Il y a douze ans maintenant, un couple d’amis est allé adopter une fillette au Guatémala parce que la France leur avait refuser l’adoption sous des prétextes complètement débiles.
Ils ont essayé un an après l’arrivée de la petite et ont abandonné, toujours la même galère et des critères toujours plus démentiels : pas assez de m2 dans la chambre qu’occupera l’enfant, le jardin est trop au nord donc trop froid etc.
D’autres amis ont essayé. Ils ont quatre enfants et avaient pensé à faire une place à un cinquième. Maldone. Trop de monde dans la famille, papa smicard gagnant pas assez, et maison trop petite.
En France, les familles d’accueil ne doivent pas s’attacher aux enfants, elles ne doivent pas trop les aimer sinon ça brise le lien avec les parents naturels qui pourraient reprendre un jour leurs enfants.
Un enfant qui reçoit une carte une fois l’an de l’un de ses parents ne peut être adopté car il existe un lien avec ses parents.
en même temps ce n’est pas votre problème, je ne comprend même pas
pourquoi vous posez des questions sur ce qui de toute évidence ne vous
concerne pas, aimez un homme et vouloir lui faire un enfant n’a pas
l’air d’être dans vos choix de vie de toutes façon.
Ah bon, parce que quand on aime un homme, on doit obligatoirement lui faire un enfant ? La bonne blague !!
Mon choix de vie, c’est de ne pas avoir d’enfant. Aucunement rejeter l’amour !
Pour votre gouverne, j’ai aimé des hommes (oh pas beaucoup, certes, puisque je préfère une ou deux relations durables à la multiplication des partenaires) qui figurez-vous ne voulaient pas d’enfants non plus ! et qui n’en n’ont eu avec personne une fois séparés.
Ben oui, y’a des hommes qui ne veulent pas d’enfants.
Et j’ai pas mal de couples autour de moi qui ne veulent pas d’enfants et qui s’aiment énormément.
Et pourquoi n’aurais-je pas le droit de me poser ce genre de question ?
Avez-vous demandé leurs choix de vie et leur vie tout court à toutes les personnes qui vous ont répondu ? sont-elles vraiment toutes concernées ?
Ce n’est pas mon problème, dites-vous, si,si, ça l’a été un jour. « Choix de vie » ? et comment croyez-vous qu’on « choisit » ? sinon en se posant des tas de questions.

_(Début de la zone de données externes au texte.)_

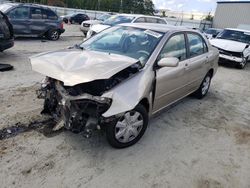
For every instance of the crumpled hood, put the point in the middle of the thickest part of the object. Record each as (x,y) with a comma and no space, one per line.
(79,66)
(228,45)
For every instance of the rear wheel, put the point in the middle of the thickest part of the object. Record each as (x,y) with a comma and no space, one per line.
(204,87)
(128,129)
(53,35)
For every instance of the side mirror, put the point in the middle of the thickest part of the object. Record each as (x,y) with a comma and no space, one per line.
(168,62)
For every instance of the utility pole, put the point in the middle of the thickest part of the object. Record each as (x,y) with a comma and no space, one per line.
(121,6)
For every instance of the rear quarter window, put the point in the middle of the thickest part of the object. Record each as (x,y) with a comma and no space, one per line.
(49,14)
(197,45)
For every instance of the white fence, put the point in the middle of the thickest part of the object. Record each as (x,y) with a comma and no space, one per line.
(172,21)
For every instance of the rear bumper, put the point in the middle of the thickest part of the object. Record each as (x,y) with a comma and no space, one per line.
(6,44)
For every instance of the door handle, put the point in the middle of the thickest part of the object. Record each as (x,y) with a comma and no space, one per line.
(207,60)
(186,67)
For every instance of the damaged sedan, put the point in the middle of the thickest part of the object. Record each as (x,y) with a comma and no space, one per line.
(119,78)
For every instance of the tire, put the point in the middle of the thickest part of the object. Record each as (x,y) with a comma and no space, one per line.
(242,64)
(204,87)
(121,134)
(53,35)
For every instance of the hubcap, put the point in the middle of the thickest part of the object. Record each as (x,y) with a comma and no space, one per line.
(205,85)
(54,35)
(243,63)
(128,127)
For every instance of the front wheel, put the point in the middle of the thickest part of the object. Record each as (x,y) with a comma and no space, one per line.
(53,35)
(128,129)
(204,87)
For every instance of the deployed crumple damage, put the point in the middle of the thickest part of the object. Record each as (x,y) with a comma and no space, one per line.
(228,45)
(125,96)
(231,46)
(81,93)
(79,66)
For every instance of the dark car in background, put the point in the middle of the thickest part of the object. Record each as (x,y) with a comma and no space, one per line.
(75,18)
(33,20)
(6,33)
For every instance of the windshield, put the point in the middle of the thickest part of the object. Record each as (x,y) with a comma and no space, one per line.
(128,41)
(103,17)
(114,20)
(211,31)
(238,36)
(5,7)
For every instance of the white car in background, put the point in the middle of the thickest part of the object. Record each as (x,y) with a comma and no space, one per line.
(123,18)
(88,23)
(234,46)
(212,32)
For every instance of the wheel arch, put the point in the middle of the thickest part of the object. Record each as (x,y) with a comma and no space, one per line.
(211,71)
(145,102)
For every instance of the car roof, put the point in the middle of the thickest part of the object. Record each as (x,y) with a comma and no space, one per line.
(235,29)
(27,4)
(163,28)
(139,15)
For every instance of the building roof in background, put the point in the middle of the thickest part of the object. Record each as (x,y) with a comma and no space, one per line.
(231,2)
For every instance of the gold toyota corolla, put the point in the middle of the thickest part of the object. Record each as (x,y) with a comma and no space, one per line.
(120,77)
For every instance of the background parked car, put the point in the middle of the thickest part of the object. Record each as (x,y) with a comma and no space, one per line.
(6,33)
(87,24)
(212,32)
(75,18)
(124,18)
(233,45)
(33,20)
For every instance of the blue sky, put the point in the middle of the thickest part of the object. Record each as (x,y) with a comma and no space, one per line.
(187,5)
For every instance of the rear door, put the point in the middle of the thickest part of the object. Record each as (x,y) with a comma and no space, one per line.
(171,82)
(19,18)
(198,64)
(37,25)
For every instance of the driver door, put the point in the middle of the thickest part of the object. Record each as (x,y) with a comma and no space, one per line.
(171,82)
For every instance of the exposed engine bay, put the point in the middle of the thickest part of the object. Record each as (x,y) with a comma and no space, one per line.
(79,108)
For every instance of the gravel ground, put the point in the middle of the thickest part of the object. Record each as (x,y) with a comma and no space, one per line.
(196,143)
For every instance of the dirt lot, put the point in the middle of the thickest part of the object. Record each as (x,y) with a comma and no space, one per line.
(201,144)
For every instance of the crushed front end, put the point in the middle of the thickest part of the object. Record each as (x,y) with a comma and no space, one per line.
(78,108)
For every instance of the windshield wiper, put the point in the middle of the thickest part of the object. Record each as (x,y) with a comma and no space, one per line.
(77,46)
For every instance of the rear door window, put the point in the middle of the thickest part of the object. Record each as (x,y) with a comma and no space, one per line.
(48,14)
(36,13)
(19,13)
(4,28)
(175,47)
(197,46)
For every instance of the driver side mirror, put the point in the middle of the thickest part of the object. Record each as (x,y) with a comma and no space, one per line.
(168,62)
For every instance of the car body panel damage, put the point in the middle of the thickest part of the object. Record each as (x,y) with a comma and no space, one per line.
(80,108)
(89,87)
(78,66)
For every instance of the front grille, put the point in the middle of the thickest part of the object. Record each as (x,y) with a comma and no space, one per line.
(229,53)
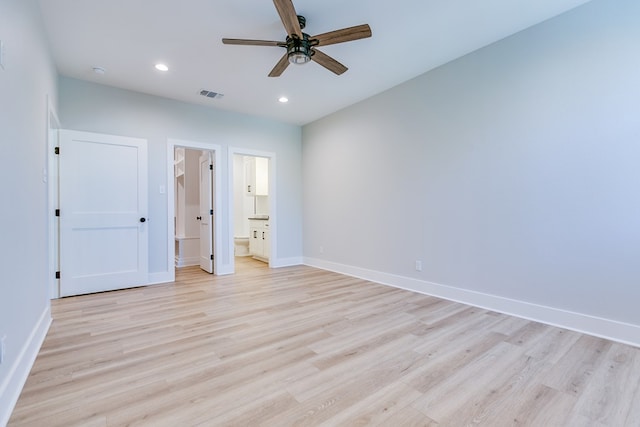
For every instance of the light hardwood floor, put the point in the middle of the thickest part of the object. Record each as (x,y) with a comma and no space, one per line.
(302,346)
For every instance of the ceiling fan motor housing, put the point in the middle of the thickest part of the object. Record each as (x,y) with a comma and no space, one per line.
(299,50)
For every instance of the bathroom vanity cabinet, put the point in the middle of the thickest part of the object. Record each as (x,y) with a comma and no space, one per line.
(259,243)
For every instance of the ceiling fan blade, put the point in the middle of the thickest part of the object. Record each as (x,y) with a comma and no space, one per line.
(289,17)
(344,35)
(254,42)
(328,62)
(280,67)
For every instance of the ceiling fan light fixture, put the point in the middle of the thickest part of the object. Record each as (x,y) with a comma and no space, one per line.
(298,58)
(299,50)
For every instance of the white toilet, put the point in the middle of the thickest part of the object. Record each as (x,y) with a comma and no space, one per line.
(241,246)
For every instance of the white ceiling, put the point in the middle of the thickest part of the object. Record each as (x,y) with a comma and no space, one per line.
(410,37)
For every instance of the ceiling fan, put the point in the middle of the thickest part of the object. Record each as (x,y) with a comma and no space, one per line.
(301,47)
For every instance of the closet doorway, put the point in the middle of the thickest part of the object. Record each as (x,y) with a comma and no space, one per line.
(194,223)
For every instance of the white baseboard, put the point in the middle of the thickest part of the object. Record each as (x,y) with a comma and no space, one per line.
(625,333)
(11,386)
(160,277)
(187,261)
(286,262)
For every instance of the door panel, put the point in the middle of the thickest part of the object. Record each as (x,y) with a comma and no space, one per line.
(103,199)
(206,215)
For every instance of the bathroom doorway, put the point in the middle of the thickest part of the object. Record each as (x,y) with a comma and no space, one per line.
(252,194)
(194,200)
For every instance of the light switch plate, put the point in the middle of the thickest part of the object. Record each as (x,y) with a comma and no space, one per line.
(1,54)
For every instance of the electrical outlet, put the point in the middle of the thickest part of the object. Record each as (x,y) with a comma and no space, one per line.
(2,349)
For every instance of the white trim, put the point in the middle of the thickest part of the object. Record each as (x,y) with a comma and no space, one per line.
(600,327)
(217,244)
(11,386)
(287,262)
(187,261)
(273,223)
(53,124)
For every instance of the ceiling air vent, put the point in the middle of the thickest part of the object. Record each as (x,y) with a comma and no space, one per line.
(210,94)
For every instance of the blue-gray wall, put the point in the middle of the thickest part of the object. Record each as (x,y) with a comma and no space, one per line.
(511,172)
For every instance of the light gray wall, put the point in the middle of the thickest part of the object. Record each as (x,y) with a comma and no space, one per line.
(513,171)
(97,108)
(25,83)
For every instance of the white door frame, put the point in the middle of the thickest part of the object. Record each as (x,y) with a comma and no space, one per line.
(217,202)
(50,176)
(273,224)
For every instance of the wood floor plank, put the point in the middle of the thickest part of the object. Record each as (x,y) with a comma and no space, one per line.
(302,346)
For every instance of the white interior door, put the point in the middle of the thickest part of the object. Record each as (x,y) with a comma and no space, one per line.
(103,212)
(206,212)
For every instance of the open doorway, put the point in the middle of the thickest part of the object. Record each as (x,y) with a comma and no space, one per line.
(253,208)
(194,200)
(251,219)
(194,214)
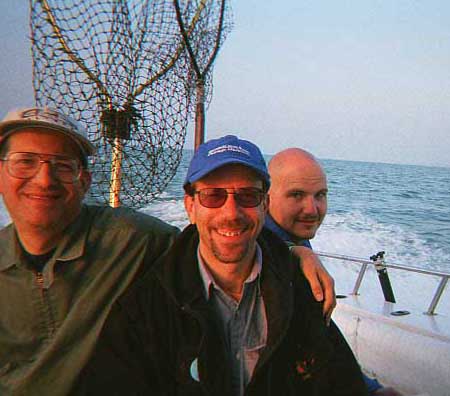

Désolée, mais si mon conjoint était stérile et si je voulais absolument un enfant, je ne voudrais surtout pas que cet enfant soit le fils ou la fille de mon beau-frère ou du cousin de mon conjoint.
Vous me parlez de solidarité masculine mais la mère, vous en faites quoi ?
Qu’est-ce que croyez que cela lui fera, à cette femme, de porter l’enfant de son beau-frère (car à moins d’être un jumeau et encore) ou du cousin de son conjoint. Autant qu’elle plante le malheureux stérile et qu’elle aille former une vraie famille avec le vrai papa.
Et vous expliquerez comment à cet enfant, le fait qu’il ressemble au cousin de papa ou au frère de papa ou au cousin de maman.
Et le cousin ou le beau-frère qui verra grandir cet enfant -son enfant- sans pouvoir intervenir dans son éducation. Et que se passe-t-il en cas de séparation ou de mort du conjoint ? la mère récupère son enfant et le père biologique fait valoir ses droits ?
Imaginons que le généreux donneur n’assure pas sa descendance (excepté le résultat de son généreux don à son frère ou cousin) et qu’il veuille reconnaître le seul enfant qu’il ait.